2011年8月9日 21時38分 | カテゴリー: 活動報告

八ッ場(やんば)ダム関連の裁判で、大きな前進

 8/2(火)、久々に訪れた東京地裁522号法廷は、熱気にあふれていました。
 この日、東京地裁において、八ッ場ダム関係の情報公開を求める裁判の判決があり、原告側全面勝訴しました。

 この裁判は、八ッ場ダムをめぐる「利根川流域分割図」等の情報開示を求めたところ、墨塗り(戦時中じゃあるまいし!)で出されたことから、2010年9月、高橋利明弁護士が、国(処分行政庁:関東地方整備局長)を相手に訴えたものです。高橋弁護士は、現在1都5県で同時進行中の八ッ場ダム住民訴訟の東京の担当の弁護団団長です。(私も、この裁判では原告団の1人)
 この「利根川流域分割図」が公開できないとした被告:国側は「これを開示すれば、ダム予定地が明らかになり、(補償金を目的とした)土地の買占めに走る可能性があるから」というものでした。しかし、定塚裁判長は「周辺の土地を購入できるほど正確な図面とは認めがたい」として国側の主張を退けました。
 判決は「利根川の流域分割図と流域モデル図を開示せよ」原告側の全面勝訴となりました。

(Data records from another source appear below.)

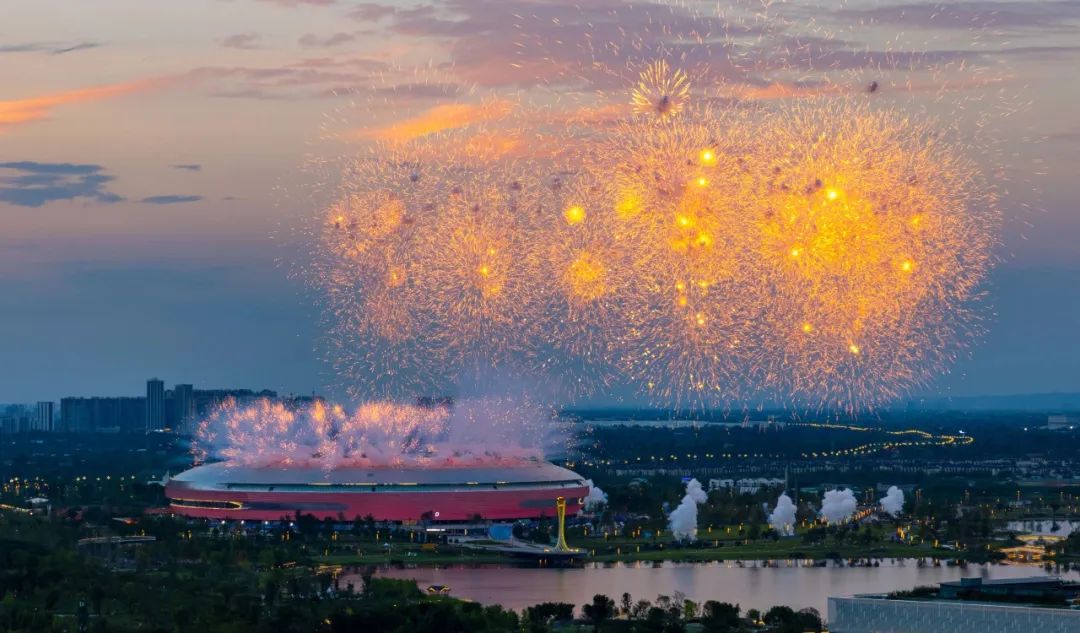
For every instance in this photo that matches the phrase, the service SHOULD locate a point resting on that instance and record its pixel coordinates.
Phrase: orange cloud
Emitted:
(17, 111)
(439, 119)
(781, 91)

 今回の裁判で、問題となった資料は、住民訴訟で争点となっている「八斗島(やったじま)地点毎秒2万2000t」という数字の検証のため、開示を求めたものです。
国交省と関東地方整備局は、これまで「カスリーン台風が再来した場合に、八ッ場ダムが造られなければ、八斗島地点に毎秒2万2000tの洪水が襲う」と、ダムの必要性を説明してきたのです。(カスリーン台風の時でさえ、1万7000tだったのに!)
毎秒2万2000tこれが正しいかどうか、資料が開示されれば、国はどうやってその数字を導き出したのか、トレース(最大流量の検証)が、できるのです。ただちに開示して、国交省が、いかにデタラメであるかを、白日のもとにさらしたい!と願ってやみません。

 前回のHPにも書きましたが、日本学術会議では、実績流量と計算流量の大幅な差について、明確な説明ができず国交省の言われるままになっているのが現状です。
 また、最近では、福島第一原発の事故の影響で、八ッ場ダムへの期待が高まっているとか!
だまされてはいけません!ダムに水を貯めるために水を吾妻川に戻すため、国交省は「減電補償金」(数百億円!)を東京電力に支払わなければならないのです。
 何にでも、表と裏があることを、しっかり見抜かねばなりませんね。